Asian stocks outside Japan fell, paring the biggest weekly advance in more than a month, after Federal Reserve policy makers said they will probably end their $85 billion monthly bond-purchase program sometime this year. Japanese equities jumped as markets reopened from holidays.
Rio Tinto Group, the world’s second-largest mining company, dropped 1 percent in Sydney as metals prices fell. Toyota Motor Corp. surged 6.4 percent as the yen weakened to the lowest level against the dollar since July 2010, boosting the earnings outlook for exporters. Japan Exchange Group Inc. fell 9.7 percent in its Tokyo trading debut after the merger between Osaka Securities Exchange Co. and Tokyo Stock Exchange Group.
The MSCI Asia Pacific Excluding Japan Index declined 0.6 percent to 475.68 as of 6:21 p.m. in Tokyo, trimming the week’s advance to 2 percent. Japan’s Nikkei 225 Stock Average gained 2.8 percent, gaining the most on an opening day since 2002, after U.S. lawmakers passed a bill averting spending cuts and tax increases scheduled to come into effect this year.
“This has been more of a relief rally than anything else,” said James Lindsay, Auckland-based equity fund manager at Tyndall Investment Management Ltd., which oversees about $23 billion. “The hard yards are still to come. U.S. economic data remains pretty mixed.”
Four years after cutting the main interest rate to near zero, U.S. policy makers have been expanding their third round of so-called quantitative easing to boost economic growth and cut the jobless rate, now at 7.7 percent.
Minutes, released yesterday in Washington, show a divide among Federal Open Market Committee participants on how long bond purchases should last.

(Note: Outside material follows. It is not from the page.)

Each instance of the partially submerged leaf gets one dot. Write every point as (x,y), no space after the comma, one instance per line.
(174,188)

Participants who provided estimates were “approximately evenly divided” between those who said it would be appropriate to end the purchases around mid-2013 and those who said they should continue beyond that date.
Japanese exporters soared, pushing the Nikkei 225 to its highest close since March 2011. Toyota Motor gained 6.4 percent to 4,260 yen and Nissan Motor Co. climbed 5.3 percent to 854 yen. Canon Inc., the world’s biggest camera maker, rose 2.4 percent to 3,420 yen.
Japanese equities began 2013 trading today following a four-day holiday. The Nikkei 225 rose 23 percent last year, accelerating from Nov. 14 when the government said it would call elections in December. The pro-stimulus Liberal Democratic Party won the general election, pledging to do more to fight deflation and spur the economy. The yen’s weakness has bolstered the nation’s exporters amid speculation new Prime Minister Shinzo Abe will push the central bank to buy more bonds.
“There is a very large fiscal stimulus program in the works, there’s a very large monetary stimulus program in the works and we’ve had a big move in the yen,” Nicholas Smith, a strategist at CLSA Asia-Pacific Markets Ltd. in Tokyo, said in a Bloomberg Television interview with Susan Li. “Companies are lean and mean and are going to have a pretty impressive profit recovery.”
Japan Exchange, created by the merger of Japan’s two biggest bourses, fell 9.7 percent to 3,885 yen in its first day of trading on the Tokyo Stock Exchange. The tie-up is part of a government policy to reinvigorate the country’s financial markets.
Sharp Corp. dropped 2.6 percent to 295 yen after the Yomiuri newspaper reported the loss-making television maker may raise 100 billion yen ($1.1 billion).
Global equities have climbed in 2013 as U.S. lawmakers passed a bill averting spending cuts and tax increases scheduled to come into effect this year. The Standard & Poor’s 500 Index yesterday rose within one point of its highest closing level in five years before retreating. Futures on the S&P 500 added 0.1 percent today.
Raw-material shares posted the largest declines among 10 industry groups on the Asia excluding Japan equities gauge. Rio Tinto lost 1 percent to A$68.55 and BHP Billiton Ltd., the world’s largest mining company, fell 0.6 percent to A$37.91 in Sydney. Zijin Mining Group Co., China’s biggest gold miner by market value, fell 2.5 percent to HK$3.08 in Hong Kong. The London Metals Exchange Index of six industrial metals sank 1.2 percent yesterday.
Australia’s S&P/ASX 200 Index and South Korea’s Kospi Index both slid 0.4 percent. Hong Kong’s Hang Seng Index lost 0.3 percent. China’s Shanghai Composite gained 0.4 percent as the market reopened for 2013 trading.
The MSCI Asia Pacific Index, which includes Japan, surged 14 percent in 2012 as central banks from the U.S., Europe, Japan and China took action to spur economic growth. The Asia Pacific gauge traded at 14.1 times average estimated earnings, compared with 13.1 for the Standard & Poor’s 500 Index and 11.9 times for the Stoxx Europe 600 Index, according to data compiled by Bloomberg.